Литмир - Электронная Библиотека

Я отвернулась и закрыла глаза, отгораживаясь от вызванной ее словами картины. Замолчи! - пульсировала в мозгу отчаянная мысль, не хочу этого слышать. Не надо!

Уход Берка оказался хамски бесповоротным. Если не считать официальных посланий через юристов, с Рослин он больше не общался. Она же на пике отчаяния унизилась до звонка Трине. Трубку сняла девочка и невинно сообщила, наверняка следуя наставлениям взрослых отвечать только так, когда их нет дома: «Мама в ванной».

Рослин неверяще сдвинула брови.

– Тогда дай папу, – ядовито процедила она.

– Он тоже в ванной, – последовал заученный ответ.

– Не надейся, что мой муж будет содержать чье-то отродье! – завизжала в трубку Рослин.

В иных обстоятельствах мы, наверное, умерли бы от смеха.

– Успокойся! – сказала Рут. – Ради бога, это всего лишь ребенок.

Взгляд Рослин был полон стылой ненависти.

– Ребенок?! Ее ребенок! О существовании которого я понятия не имела! Теперь ты заткнись, Рут, и прекрати цитировать пошлости! Неизвестно, как бы ты заговорила, если бы Рид совал член куда ни попадя. Вот окажешься на моем месте – тогда и поговорим.

И вновь не прошло и пары минут, как безоглядная ярость сменилась слезливым раскаянием.

– Зачем я это сделала? Она ведь передаст Берку. Я не хочу его злить. Я хочу, чтобы он вернулся.

– Зачем? - воскликнула Рут, проглотив вопль возмущения. – Он поступил с тобой гнусно. Просто гнусно!

– Я его люблю, – объяснила Рослин с беззащитной искренностью. – Что я буду делать без него? Что я такое?

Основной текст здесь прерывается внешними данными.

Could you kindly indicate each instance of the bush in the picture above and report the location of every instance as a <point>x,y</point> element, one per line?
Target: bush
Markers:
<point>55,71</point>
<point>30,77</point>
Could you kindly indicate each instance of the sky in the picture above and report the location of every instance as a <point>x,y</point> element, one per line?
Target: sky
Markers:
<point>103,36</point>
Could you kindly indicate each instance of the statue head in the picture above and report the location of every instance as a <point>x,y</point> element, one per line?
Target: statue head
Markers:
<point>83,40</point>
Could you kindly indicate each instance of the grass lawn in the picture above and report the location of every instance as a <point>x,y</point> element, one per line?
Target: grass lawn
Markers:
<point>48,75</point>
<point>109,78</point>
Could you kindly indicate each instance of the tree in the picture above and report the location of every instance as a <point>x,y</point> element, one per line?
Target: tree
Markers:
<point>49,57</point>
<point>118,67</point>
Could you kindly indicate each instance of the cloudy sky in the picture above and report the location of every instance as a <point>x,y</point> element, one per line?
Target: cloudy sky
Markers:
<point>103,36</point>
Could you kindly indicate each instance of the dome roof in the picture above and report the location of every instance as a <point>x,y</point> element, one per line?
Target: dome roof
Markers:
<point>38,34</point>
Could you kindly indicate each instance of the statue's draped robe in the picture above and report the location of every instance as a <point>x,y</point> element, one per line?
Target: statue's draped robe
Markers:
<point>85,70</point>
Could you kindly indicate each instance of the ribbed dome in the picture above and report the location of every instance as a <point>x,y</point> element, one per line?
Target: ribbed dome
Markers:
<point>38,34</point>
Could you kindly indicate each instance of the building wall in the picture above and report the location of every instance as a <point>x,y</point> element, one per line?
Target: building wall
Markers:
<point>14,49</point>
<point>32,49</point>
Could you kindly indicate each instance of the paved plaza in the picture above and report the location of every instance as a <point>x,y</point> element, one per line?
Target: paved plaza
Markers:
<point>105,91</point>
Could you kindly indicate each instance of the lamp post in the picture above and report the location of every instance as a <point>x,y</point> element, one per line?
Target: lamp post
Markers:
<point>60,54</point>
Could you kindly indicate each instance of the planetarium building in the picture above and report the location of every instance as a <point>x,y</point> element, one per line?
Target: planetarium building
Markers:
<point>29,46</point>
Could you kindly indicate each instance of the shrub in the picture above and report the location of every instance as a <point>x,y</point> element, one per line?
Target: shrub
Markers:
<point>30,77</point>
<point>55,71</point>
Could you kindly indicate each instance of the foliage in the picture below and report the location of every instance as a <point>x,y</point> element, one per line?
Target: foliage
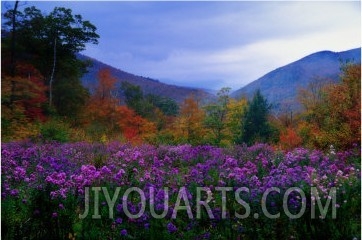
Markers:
<point>255,127</point>
<point>50,44</point>
<point>188,126</point>
<point>332,111</point>
<point>55,130</point>
<point>43,190</point>
<point>216,116</point>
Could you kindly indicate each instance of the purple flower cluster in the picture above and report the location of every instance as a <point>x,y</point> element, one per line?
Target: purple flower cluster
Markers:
<point>67,169</point>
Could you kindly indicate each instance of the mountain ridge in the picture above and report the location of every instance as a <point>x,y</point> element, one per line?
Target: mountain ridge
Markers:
<point>148,85</point>
<point>281,85</point>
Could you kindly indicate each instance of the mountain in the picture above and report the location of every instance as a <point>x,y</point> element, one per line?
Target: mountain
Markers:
<point>281,86</point>
<point>148,85</point>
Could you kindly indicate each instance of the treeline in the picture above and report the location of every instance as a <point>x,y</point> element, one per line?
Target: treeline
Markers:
<point>43,98</point>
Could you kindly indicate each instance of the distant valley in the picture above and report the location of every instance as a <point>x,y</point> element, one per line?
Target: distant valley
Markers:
<point>148,85</point>
<point>279,86</point>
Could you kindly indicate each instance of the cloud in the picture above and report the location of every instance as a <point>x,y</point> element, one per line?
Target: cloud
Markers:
<point>215,44</point>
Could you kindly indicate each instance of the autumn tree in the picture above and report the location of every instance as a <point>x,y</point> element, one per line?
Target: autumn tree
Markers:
<point>189,124</point>
<point>334,119</point>
<point>234,123</point>
<point>51,43</point>
<point>216,116</point>
<point>255,124</point>
<point>100,110</point>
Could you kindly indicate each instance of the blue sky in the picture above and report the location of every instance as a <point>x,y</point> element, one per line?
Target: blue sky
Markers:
<point>213,44</point>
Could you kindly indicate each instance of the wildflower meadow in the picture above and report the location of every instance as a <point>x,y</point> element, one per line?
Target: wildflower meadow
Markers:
<point>119,191</point>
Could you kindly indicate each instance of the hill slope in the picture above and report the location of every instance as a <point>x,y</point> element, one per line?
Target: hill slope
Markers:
<point>148,85</point>
<point>281,86</point>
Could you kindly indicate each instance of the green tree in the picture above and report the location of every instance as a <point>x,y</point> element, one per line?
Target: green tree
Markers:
<point>216,116</point>
<point>51,43</point>
<point>255,127</point>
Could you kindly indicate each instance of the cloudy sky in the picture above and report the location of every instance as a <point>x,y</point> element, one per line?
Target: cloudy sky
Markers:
<point>213,44</point>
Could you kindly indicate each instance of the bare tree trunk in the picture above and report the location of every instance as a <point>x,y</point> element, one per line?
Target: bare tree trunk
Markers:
<point>52,75</point>
<point>12,57</point>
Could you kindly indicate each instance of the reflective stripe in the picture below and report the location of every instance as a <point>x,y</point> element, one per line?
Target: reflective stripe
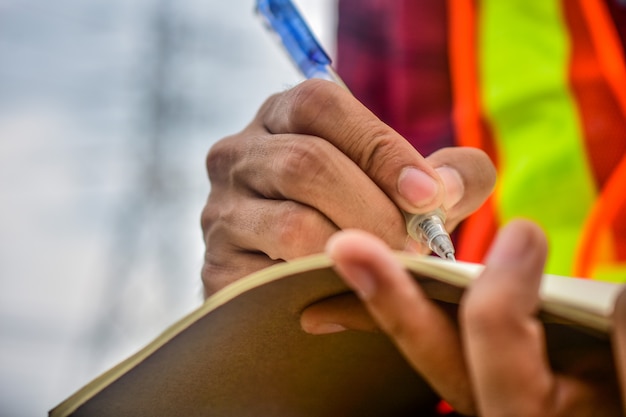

Мы с Рут наблюдали, выжидали, переживали. Механизм развода неотвратимо набирал обороты, и однажды на имя Рослин пришли юридические бумаги. От каждого бесстыдного, несправедливого слова разило тщательно продуманным обманом. «Содержание» Берк предложил мизерное, без учета его новых доходов, исчисляющихся шестизначной цифрой. О расходах на учебу Трея в юридической школе и на выпускной год Дэвида в колледже речь не шла. Затраты на машину, терапевта, дантиста, страховочные выплаты – все возлагалось на Рослин. Но когда мы обсуждали документы, в голосе Рослин не было злости – лишь недоумение и замешательство.

– Это законно? Я обязана это подписывать? Отказаться нельзя? Как можно «заключить соглашение», если я не согласна?

Ее простодушие сбивало с ног.

Риду в конце концов удалось убедить Рослин нанять адвоката, но на поиски юриста, готового представлять ее интересы, ушло три недели. Те юристы, имена которых она хотя бы смутно знала, и даже те, которых рекомендовали Рид и Скотти, отказались наотрез – на основании личного или профессионального знакомства с Берком.

– Дубины! – бушевала Рослин после очередного отказа. – Ясное дело, они нас «знают»! Иначе откуда бы мне знать их! Рут права. Жизнь для женщин – сплошное дерьмо. Дерьмо! – Так же резко, как нахлынул, приступ гнева стих до горестно смятенных жалоб. – Я ни разу в жизни не позволила себе включить посудомоечную машину, пока Берк не принял душ – чтобы ему хватило горячей воды. Я подавала на стол по первому требованию. Не было случая, чтобы у него не нашлось чистых носков. Я всегда вовремя меняла батарейки в индикаторе дыма. Я не появлялась перед ним в одной и той же одежде на неделе.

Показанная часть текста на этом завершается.